Hi Philippe,
that's an interesting speculation! I seem to recall that back in the Sixties, Barnabas' look was often described as vaguely "Byronic," and I believe that Ruthven himself was modeled upon Lord Byron, with whom Dr. Polidori had a very complicated relationship (rather similar to Count Dracula having been modeled upon Bram Stoker's sometime employer, 1890s stage idol Henry Irving).
From very vague memories of reading The Vampyre back when I was in my teens (and you do realize we're going back to the Early Bronze Age here, so it was a loooonnngggg time ago), Ruthven is somewhat similar to the original 1967 characterization of Barnabas--unscrupulous, with a pronounced vicious streak, yet strangely attractive and undeniably erotic--perhaps it was in this sense that the critic you cite thought of Ruthven as "sympathetic."

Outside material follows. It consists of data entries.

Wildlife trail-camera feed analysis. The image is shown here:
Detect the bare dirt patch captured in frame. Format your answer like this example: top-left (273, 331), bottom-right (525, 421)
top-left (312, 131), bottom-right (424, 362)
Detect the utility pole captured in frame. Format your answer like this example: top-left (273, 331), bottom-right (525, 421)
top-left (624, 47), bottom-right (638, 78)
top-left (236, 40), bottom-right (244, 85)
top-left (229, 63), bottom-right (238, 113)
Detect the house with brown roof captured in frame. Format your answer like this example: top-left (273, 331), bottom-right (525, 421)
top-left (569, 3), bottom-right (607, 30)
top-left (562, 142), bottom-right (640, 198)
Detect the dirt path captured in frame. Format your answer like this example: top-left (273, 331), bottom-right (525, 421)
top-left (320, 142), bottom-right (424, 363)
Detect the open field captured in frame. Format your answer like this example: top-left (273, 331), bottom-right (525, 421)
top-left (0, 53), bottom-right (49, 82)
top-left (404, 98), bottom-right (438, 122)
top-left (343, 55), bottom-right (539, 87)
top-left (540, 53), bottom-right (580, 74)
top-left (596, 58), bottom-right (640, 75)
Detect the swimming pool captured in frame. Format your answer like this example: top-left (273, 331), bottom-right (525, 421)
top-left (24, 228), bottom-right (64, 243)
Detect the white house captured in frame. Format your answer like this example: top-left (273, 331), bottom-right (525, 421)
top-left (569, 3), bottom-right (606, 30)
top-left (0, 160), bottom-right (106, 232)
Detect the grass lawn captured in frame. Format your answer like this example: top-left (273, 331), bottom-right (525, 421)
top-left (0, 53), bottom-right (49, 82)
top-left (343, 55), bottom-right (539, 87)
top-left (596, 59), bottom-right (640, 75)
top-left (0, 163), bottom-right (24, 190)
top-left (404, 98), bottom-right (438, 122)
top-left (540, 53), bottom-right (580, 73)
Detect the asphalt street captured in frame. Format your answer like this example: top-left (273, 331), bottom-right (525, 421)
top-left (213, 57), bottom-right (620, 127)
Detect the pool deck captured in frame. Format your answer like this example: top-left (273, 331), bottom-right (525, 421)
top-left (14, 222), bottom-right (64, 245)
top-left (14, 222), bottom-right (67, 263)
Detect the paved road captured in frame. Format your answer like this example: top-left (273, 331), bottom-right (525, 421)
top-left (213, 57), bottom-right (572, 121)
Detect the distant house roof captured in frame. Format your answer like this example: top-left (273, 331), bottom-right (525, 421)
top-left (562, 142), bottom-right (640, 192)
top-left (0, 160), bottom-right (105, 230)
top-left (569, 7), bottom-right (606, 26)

My feeling is that there were variouis forerunners to Barnabas but the character brought these dispersed elements together in a new way. In the Universal 1940s thriller, House of Dracula, the Count arrives at the home of an Eric Lang-like scientist claiming that he is seeking a cure for his "affliction" (but I don't think that word is used). The medical explanation given for vampirism in the movie is similar to Dr. Hoffman's theory about a "destructive blood cell" which leads to disastrous consequences for the main mad-doctor protagonist in "House of Dracula."
The scenario of the vampire seeking a cure develops in a very different way in the 1940s film from how it played out on DS, but I do think of that movie as being influential in how Dr. Hoffman's storyline was plotted, and subsequent developments that grew out of that. In the first script in which "he" was supposed to appear, Hoffman is described as an austere white-haired scientist in his early sixties, similar to the scientist character in HoD.
G.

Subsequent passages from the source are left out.